Yogyakarta – “Inovasi atau Mati”, inilah jargon yang pertama kali disampaikan Ari Wibowo, Direktur Politeknik LPP Yogyakarta ketika Media Perkebunan menanyakan kiatnya dalam melakukan perubahan di pendidikan perkebunan tertua di Indonesia ini.
Pria yang lulus dari Departemen Teknik Mesin Institut Teknologi Bandung pada tahun 2005 ini mengungkapkan tidak mengira diberikan kepercayaan untuk menjadi pimpinan di Politeknik LPP dalam rentang karier yang singkat.
Pria berkacamata yang lahir pada tahun 1981 ini mulai bergabung ke LPP sebagai Tenaga Profesional pada tahun 2008, setelah memperoleh gelar Master of Engineering, dari Universitas Gadjah Mada pada program studi Teknik Mesin, Ari langsung terlibat di berbagai konsultansi dan pelatihan di bidang perkebunan khususnya yang terkait dengan pabrik. “Saya sering blusukan ke pabrik-pabrik gula atau pabrik kelapa sawit”, ungkapnya.
Oktober 2012, Ari diberikan amanah sebagai Wakil Direktur I Bidang Akademik (Wadir I) di Politeknik LPP. “Para senior tidak mau menjabat di Politeknik LPP”, candanya. Dalam periode jabatan sebagai Wadir I tersebut, Politeknik LPP memenangkan Program Hibah Kompetisi Peningkatan Mutu Pendidikan Politeknik (PHK-PMPP) dari Kementerian Pendidikan Nasional dengan dana softloan dari Asian Development Bank (ADB). Dana sebesar 10 milyar Rupiah dikucurkan selama tiga tahun untuk pembenahan dan peningkatan mutu Politeknik LPP.
Pada tahun 2016, Ari selanjutnya diangkat menjadi Direktur di Politeknik LPP pada usia 35 tahun, dan mencatatkan sebagai Direktur Politeknik LPP yang termuda. Setelah menjabat, Ari menetapkan program perubahan yang harus dicapai dalam empat tahun masa jabatanya.

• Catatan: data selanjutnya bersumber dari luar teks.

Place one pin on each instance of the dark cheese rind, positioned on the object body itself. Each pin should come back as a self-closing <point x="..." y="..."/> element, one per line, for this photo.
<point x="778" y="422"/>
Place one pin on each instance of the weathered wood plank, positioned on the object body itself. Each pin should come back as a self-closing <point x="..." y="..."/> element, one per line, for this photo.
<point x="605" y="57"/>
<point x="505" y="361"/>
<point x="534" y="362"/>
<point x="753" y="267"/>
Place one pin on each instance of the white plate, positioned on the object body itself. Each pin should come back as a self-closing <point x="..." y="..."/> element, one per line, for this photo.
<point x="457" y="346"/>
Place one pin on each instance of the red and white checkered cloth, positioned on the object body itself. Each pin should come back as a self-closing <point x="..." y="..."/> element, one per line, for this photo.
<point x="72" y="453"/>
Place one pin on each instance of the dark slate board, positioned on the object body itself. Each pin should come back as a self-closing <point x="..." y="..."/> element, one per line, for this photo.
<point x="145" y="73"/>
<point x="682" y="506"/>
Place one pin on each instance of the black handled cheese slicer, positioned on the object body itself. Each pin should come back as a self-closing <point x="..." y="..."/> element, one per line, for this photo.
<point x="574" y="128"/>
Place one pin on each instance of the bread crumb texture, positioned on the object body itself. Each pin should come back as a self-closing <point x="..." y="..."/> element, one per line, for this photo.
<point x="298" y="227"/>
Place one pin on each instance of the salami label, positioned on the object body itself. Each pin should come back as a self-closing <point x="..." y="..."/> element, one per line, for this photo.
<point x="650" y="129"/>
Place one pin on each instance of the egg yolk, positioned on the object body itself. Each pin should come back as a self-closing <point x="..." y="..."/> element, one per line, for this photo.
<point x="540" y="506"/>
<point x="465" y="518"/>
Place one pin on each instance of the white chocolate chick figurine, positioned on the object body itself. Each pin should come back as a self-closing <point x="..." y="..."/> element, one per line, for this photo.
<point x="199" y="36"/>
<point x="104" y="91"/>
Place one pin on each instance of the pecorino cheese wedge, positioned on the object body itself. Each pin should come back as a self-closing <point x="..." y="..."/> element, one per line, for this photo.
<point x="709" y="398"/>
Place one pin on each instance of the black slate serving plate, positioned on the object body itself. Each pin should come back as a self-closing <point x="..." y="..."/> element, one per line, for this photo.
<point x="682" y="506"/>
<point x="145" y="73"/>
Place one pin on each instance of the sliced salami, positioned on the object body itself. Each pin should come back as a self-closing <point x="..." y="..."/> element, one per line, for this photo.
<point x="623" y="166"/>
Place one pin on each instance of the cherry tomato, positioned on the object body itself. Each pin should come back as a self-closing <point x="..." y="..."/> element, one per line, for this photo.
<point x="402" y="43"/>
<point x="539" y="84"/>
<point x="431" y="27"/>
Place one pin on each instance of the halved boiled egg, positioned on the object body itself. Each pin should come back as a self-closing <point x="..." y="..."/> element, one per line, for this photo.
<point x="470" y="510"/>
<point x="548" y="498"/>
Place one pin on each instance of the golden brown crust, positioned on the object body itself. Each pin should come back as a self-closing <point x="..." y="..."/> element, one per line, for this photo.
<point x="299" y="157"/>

“Akreditasi, Jumlah Mahasiwa, Lulusan dan Revenue”, tegasnya. Lebih lanjut Ari menjelaskan, akreditasi harus meningkat, karena yang menunjukkan kualitas perguruan tinggi. Pada awalnya dari lima program studi, hanya satu yang mendapatkan akreditasi B, sisanya hanya dinilai C. Pembenahan dilakukan mulai dari tata kelola, pembelajaran, dosen, kemahasiswaan dan lain sebagainya, sehingga kurang dari dua tahun, semua program studi sudah terakreditasi B. “Hingga tahun 2020 minimal ada dua program studi yang terakreditasi A”, tegasnya.
Jumlah mahasiswa juga menjadi indikator keberhasilan program perubahan. Di akhir 2020 total jumlah mahasiswa diharapkan mencapai 1000 orang, dari lima program studi. Untuk itu penerimaan mahasiswa baru minimal 300 mahasiswa setiap angkatan. Target ini cukup prestisius, mengingat rerata mahasiswa baru Politeknik LPP sebelum 2017 dibawah 200 orang. Berbagai program dilaksanakan untuk peningkatan jumlah mahasiswa ini, salah satunya melalui program beasiswa dari industri dan stakholder perkebunan lainnya. Hasilnya cukup signifikan, dalam dua tahun terakhir jumlah mahasiswa baru sudah diatas 300 mahasiswa.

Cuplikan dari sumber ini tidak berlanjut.